The Dark Side of the Cloud

Cloud computing is often seen as a silver bullet for traditional IT problems. The flexible nature of this virtual outsourcing model lets your staff focus on writing great applications, making systems management somebody else's problem. And since pretty much everything can be managed in software, it should be easy to recover from even quite severe hardware outages.

Except it doesn't always work that way.

Amazon.com (Nasdaq: AMZN  ) suffered another long outage in its suite of cloud services yesterday. The event really highlights some best practices for using the cloud. We just caught a glimpse of which online businesses are managing their cloud systems the right way -- and who's cutting corners where it might hurt.

What happened?
This day-long outage was a very different beast from the widely covered Amazon Web Services downtime we saw last spring. That time, a massive thunderstorm took Amazon's east coast AWS data center off the grid, causing downtime for tons of major customers. I'd argue that the weather is a bit beyond Amazon's control.

This one's different -- but not unique.

Amazon's Elastic Block Storage service started suffering performance problems around 1:30 p.m. EDT. The problem spread to a larger number of customers over the next few hours, and when these chunks of data storage became unusable, this took down whatever AWS services had been designed to use the bad storage.

That's a big problem, but not necessarily a show-stopper. Properly designed cloud services and applications could mirror their block storage to other data centers in Amazon's fold, or even to another company's storage service. Many programming tool kits make it trivially simple to back your vital Amazon-hosted apps up with alternatives such as Rackspace Hosting (NYSE: RAX  ) . You do end up paying a bit more when storage is backed up to another location, but that's hardly news -- tape drives and racks full of backup hard drives aren't free, either.

Now, Amazon's service agreement for AWS and related products promises 99.95% uptime, or no more than about 4.5 hours of downtime per year. The company could probably dodge that commitment here, since the uptime promise is technically broken only when the service was classified as "unavailable." That didn't happen here, as Amazon slapped a "degraded performance" label on the event instead. But I still expect the company to send some service fee refunds this month.

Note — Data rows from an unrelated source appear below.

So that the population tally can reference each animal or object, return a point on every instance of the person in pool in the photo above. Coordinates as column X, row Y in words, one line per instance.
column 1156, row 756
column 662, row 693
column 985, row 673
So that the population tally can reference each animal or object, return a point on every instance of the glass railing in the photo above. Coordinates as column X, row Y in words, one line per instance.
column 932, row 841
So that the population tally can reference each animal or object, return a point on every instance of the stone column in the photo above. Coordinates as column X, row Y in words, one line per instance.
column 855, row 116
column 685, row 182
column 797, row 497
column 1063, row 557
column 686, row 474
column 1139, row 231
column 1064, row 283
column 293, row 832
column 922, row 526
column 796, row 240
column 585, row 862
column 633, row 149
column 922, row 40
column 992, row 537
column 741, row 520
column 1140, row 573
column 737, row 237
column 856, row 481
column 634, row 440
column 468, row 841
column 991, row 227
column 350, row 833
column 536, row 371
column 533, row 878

Why? Because this isn't the first time we've seen pretty much exactly this scenario. The same thing happened in 2011, and that four-hour outage yielded 10 days of service refunds for affected customers. That spot of trouble was cause by a bungled network equipment upgrade; I'm hoping the root cause is different this week. You'd expect Amazon to learn from its mistakes, after all.

Lessons learned
So here's the deal. Amazon promises flawless performance, but nobody's perfect. These things happen. And if your business depends on one tool in one place, with no workaround when things go bad, you kind of deserve to suffer. Some corners just can't be cut without suffering the consequences.

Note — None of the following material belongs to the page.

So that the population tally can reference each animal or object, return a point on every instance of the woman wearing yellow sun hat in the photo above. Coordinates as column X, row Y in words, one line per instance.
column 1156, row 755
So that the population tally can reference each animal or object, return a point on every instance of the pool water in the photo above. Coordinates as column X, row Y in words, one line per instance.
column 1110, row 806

Who saw their sites go down in a blaze of cost-saving regret? Slaps on the wrist go out to Reddit, Foursquare, Pinterest, and Imgur, as well as the fantastically popular multiplayer game Minecraft. Boo, hiss, get a clue!

But you know the bright side of that ignominious list? You don't own shares in any of these companies.

That's right -- every service that went down (to the best of my knowledge) was a private company with no responsibility to public shareholders. They may have ticked off their private equity owners and perhaps lost a few loyal users, but the big names who really, really need their stuff to work had already designed their wares the right way.

Netflix (Nasdaq: NFLX  ) is perhaps Amazon's best-known customer, since the company offloaded most of its IT needs to the AWS platform. Pretty much everything except actual movie streams flows through Amazon's servers, and Netflix ticked along undisturbed on Monday. That's hardly surprising, given that Netflix plans for mishaps and even randomly breaks stuff on purpose -- there's just no substitute for hands-on experience with unlikely problems.

When NASDAQ OMX Group (Nasdaq: NDAQ  ) built its Market Replay service, it needed to store "ten years of historical tick data down to the millisecond." Amazon's platform was a natural tool for the job, combining low cost with simple management -- and massive scale. The service took a licking and just kept on ticking. Nasdaq is now thinking about moving more services into the cloud, encouraged by Market Replay's success. And I don't think this week's events changed its mind about that.

The list of major customers goes on for miles. Spotify runs its music services right off Amazon's cloud storage. Washington Post (NYSE: WPO  ) uses AWS for data management. Pfizer (NYSE: PFE  ) runs large-scale research there. None of these customers complained about hiccups on Monday, and they'll continue to buy cloud services with confidence.

The end of cloud computing as we know it?
So if you were getting ready to sell or short Amazon and Rackspace based on the vulnerability you saw yesterday, I'd ask you to relax that trigger finger and back away slowly.

Cloud services are only scary if you don't know how to manage them properly. The big boys are already perfectly capable of handling temporary outages like this one, and the rest will learn from their early mistakes.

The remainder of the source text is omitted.